A principle of least complexity for musical scales [letter]
Journal/Book: J Acoust Soc Am. 2000; 107: 665-7.
Abstract: The following properties of equally tempered scales are demonstrated in this Letter: For N semitones and M notes, each distinct scale (interval) structure can be represented by an associated multiplet of N scales. These scales allow themselves to be labeled by a set of integers c. Each label c is the difference between the number of sharps and flats in a given scale. The equivalence classes [c] modulo N form a commutative ring with unity. When the ratio N/M cannot be simplified further, then each member of a given multiplet will have a unique label (modulo N), different from the other members of the same multiplet. Because this labeling depends not on the interval structure of the multiplet but only on N and M, different multiplets with the same N and M values will have members carrying the same respective labels.

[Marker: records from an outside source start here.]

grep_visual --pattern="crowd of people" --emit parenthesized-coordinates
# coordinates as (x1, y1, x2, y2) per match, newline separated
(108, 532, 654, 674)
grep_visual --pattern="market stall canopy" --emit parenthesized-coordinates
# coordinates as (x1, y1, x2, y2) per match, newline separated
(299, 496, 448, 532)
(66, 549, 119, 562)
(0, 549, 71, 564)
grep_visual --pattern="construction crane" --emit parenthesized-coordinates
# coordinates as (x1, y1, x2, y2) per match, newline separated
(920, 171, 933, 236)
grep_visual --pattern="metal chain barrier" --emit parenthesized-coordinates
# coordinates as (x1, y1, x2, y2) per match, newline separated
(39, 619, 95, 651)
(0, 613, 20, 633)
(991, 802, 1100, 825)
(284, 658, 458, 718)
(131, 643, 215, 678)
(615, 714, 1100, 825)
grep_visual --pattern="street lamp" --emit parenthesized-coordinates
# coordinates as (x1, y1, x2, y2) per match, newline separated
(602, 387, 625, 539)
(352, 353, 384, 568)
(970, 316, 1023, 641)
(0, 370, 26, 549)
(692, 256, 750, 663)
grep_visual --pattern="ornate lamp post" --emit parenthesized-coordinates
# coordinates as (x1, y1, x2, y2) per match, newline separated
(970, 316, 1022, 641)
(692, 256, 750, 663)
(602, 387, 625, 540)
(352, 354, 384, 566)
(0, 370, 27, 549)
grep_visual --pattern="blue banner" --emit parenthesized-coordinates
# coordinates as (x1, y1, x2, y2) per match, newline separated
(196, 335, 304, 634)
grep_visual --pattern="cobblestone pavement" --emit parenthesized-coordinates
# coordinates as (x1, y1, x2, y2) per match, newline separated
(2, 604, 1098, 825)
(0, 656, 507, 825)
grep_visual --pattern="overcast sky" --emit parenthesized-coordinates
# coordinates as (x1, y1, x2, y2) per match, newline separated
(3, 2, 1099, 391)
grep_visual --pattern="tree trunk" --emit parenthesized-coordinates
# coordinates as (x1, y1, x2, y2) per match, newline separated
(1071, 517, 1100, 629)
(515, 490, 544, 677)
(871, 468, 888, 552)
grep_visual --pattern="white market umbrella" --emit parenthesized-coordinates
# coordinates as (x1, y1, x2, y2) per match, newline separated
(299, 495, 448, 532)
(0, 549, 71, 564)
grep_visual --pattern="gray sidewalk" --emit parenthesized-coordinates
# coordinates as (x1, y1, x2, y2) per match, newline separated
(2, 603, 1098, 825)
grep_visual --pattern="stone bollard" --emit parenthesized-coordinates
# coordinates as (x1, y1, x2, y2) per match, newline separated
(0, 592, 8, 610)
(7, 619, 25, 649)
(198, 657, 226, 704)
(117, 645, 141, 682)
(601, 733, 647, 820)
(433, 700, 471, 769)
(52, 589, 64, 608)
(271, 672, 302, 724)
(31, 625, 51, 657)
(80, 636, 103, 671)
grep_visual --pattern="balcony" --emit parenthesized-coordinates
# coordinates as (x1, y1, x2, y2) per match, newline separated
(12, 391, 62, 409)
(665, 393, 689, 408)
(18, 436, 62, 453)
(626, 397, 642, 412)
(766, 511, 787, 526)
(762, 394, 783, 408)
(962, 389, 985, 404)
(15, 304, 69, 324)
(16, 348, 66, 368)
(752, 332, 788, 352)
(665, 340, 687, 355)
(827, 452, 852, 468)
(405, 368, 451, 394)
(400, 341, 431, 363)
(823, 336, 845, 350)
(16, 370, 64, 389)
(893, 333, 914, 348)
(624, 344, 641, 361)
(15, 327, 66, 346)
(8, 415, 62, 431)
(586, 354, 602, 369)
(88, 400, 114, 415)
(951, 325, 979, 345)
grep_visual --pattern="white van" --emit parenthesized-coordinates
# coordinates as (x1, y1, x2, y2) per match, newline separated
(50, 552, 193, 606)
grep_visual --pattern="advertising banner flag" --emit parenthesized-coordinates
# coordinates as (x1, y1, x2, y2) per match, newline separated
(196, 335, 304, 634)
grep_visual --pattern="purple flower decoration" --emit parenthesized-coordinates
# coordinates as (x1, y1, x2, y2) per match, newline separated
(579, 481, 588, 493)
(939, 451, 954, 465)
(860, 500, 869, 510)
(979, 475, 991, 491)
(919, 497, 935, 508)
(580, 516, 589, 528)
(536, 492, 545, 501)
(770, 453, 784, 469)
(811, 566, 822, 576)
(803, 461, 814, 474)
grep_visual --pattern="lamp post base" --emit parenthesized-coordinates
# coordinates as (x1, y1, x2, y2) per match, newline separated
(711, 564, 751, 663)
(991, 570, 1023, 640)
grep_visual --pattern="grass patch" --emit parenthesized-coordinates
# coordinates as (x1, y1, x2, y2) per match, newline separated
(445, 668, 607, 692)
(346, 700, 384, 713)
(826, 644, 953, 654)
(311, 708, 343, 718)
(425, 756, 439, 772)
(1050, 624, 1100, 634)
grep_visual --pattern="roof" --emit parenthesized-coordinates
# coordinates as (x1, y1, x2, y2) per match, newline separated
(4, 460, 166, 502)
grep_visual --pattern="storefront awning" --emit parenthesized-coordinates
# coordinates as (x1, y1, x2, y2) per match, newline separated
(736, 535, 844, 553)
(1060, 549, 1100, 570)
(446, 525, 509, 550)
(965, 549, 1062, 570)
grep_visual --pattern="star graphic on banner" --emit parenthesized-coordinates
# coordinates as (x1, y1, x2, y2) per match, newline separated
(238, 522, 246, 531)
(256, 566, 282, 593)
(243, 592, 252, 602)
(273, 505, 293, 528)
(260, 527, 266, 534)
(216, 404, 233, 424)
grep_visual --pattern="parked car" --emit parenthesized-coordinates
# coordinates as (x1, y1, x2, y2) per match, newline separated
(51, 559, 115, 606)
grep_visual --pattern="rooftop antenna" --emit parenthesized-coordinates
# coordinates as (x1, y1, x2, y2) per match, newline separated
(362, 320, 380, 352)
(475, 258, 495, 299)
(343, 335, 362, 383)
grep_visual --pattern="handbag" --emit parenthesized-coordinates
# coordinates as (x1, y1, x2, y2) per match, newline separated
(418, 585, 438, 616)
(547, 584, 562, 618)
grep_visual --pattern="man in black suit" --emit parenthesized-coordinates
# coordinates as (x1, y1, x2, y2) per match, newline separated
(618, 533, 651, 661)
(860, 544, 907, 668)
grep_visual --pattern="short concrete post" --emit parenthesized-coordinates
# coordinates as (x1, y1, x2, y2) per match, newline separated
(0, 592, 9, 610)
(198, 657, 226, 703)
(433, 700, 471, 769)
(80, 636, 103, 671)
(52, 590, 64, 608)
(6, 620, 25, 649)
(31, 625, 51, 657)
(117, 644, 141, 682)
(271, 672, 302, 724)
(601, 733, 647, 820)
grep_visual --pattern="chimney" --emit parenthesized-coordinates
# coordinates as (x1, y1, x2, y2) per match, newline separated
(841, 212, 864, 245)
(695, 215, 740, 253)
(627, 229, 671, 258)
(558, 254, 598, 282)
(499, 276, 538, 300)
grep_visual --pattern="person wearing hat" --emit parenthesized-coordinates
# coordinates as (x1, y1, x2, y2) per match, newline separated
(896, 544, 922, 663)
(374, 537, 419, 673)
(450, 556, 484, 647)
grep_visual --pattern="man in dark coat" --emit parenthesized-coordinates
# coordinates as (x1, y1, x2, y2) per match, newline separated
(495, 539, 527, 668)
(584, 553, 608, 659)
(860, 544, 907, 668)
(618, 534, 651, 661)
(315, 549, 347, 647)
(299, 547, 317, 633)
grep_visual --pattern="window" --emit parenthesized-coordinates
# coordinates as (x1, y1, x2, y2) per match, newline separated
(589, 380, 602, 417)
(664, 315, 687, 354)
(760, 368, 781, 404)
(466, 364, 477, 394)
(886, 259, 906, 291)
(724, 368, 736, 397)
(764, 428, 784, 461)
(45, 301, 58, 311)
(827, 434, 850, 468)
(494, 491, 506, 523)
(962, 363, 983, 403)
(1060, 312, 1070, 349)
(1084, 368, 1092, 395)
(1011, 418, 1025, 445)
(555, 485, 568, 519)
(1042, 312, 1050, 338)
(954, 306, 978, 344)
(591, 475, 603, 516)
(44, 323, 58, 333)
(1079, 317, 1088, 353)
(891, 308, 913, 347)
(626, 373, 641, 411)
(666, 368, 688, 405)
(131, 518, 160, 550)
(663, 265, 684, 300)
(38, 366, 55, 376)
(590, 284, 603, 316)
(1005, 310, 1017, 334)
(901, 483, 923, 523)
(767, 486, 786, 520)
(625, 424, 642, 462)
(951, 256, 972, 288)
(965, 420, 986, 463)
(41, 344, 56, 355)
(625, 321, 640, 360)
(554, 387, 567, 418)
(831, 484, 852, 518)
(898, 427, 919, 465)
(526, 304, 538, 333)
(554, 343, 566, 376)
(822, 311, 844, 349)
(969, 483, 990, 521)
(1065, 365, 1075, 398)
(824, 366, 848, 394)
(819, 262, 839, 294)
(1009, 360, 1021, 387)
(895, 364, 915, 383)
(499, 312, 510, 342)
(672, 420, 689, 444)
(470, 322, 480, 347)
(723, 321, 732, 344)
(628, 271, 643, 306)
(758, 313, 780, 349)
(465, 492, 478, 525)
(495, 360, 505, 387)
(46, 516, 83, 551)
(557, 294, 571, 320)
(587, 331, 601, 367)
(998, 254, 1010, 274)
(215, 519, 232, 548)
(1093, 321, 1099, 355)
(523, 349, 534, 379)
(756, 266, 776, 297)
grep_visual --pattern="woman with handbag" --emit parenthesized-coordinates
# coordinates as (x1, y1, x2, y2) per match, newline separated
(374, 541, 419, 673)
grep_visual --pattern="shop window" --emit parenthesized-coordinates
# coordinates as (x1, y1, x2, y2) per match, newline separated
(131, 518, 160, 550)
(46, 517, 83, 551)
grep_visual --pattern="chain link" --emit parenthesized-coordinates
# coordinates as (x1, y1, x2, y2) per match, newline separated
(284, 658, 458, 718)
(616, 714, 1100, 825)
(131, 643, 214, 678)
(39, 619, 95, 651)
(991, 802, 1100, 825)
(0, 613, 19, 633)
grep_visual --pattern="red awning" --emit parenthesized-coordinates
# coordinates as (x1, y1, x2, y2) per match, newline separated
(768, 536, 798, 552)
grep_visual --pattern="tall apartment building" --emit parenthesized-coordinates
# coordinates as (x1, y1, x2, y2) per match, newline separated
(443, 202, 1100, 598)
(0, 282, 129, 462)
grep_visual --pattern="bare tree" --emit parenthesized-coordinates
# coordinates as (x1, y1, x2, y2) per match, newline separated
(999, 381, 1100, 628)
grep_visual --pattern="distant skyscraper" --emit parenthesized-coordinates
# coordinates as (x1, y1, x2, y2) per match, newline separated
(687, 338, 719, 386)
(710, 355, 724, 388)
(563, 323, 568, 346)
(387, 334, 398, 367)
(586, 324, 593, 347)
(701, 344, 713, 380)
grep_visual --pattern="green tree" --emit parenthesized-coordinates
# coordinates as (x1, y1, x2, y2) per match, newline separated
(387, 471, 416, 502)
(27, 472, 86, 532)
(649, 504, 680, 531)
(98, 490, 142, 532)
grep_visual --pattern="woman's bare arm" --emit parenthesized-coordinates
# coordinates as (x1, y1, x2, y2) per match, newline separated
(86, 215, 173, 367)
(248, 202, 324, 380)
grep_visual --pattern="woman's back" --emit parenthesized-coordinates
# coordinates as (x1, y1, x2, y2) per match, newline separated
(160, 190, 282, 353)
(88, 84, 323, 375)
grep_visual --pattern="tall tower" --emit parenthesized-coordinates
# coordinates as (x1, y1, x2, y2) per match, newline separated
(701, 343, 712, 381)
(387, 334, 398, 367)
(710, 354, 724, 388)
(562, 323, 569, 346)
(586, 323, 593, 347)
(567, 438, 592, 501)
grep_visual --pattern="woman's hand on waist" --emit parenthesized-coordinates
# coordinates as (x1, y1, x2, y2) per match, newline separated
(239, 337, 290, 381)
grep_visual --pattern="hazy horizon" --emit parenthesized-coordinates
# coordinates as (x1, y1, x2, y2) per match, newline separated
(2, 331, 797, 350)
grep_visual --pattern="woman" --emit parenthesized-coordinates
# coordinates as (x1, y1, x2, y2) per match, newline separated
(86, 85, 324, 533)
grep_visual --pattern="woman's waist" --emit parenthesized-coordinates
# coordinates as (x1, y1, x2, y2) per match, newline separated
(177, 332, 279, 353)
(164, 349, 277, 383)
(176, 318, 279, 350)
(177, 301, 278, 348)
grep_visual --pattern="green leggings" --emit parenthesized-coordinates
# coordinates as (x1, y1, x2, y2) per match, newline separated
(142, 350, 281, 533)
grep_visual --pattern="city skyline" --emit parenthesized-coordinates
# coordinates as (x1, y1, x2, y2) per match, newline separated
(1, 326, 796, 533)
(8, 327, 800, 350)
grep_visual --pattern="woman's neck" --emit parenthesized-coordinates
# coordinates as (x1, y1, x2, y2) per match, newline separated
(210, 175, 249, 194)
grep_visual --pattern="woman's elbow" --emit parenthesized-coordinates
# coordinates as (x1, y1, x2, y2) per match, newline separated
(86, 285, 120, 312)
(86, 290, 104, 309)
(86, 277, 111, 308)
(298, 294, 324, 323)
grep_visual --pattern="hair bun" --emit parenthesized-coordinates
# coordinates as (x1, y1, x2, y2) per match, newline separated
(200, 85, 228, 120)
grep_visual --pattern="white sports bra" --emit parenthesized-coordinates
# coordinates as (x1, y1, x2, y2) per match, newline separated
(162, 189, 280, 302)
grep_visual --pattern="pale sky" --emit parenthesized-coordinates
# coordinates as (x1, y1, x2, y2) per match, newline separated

Each equally tempered scale (interval) structure possesses a property which will be referred to as complexity. This Letter proposes a quantitative measure for complexity which distinguishes between different scale (interval) structures. For the particular case where N= 12 and M=7, out of 462 possible different equally tempered scale structures, those with minimum complexity are the major scale and the modes, which suggests a minimum principle in music based on equally tempered scales. This simplicity of structure allows the practical use of key signatures in music.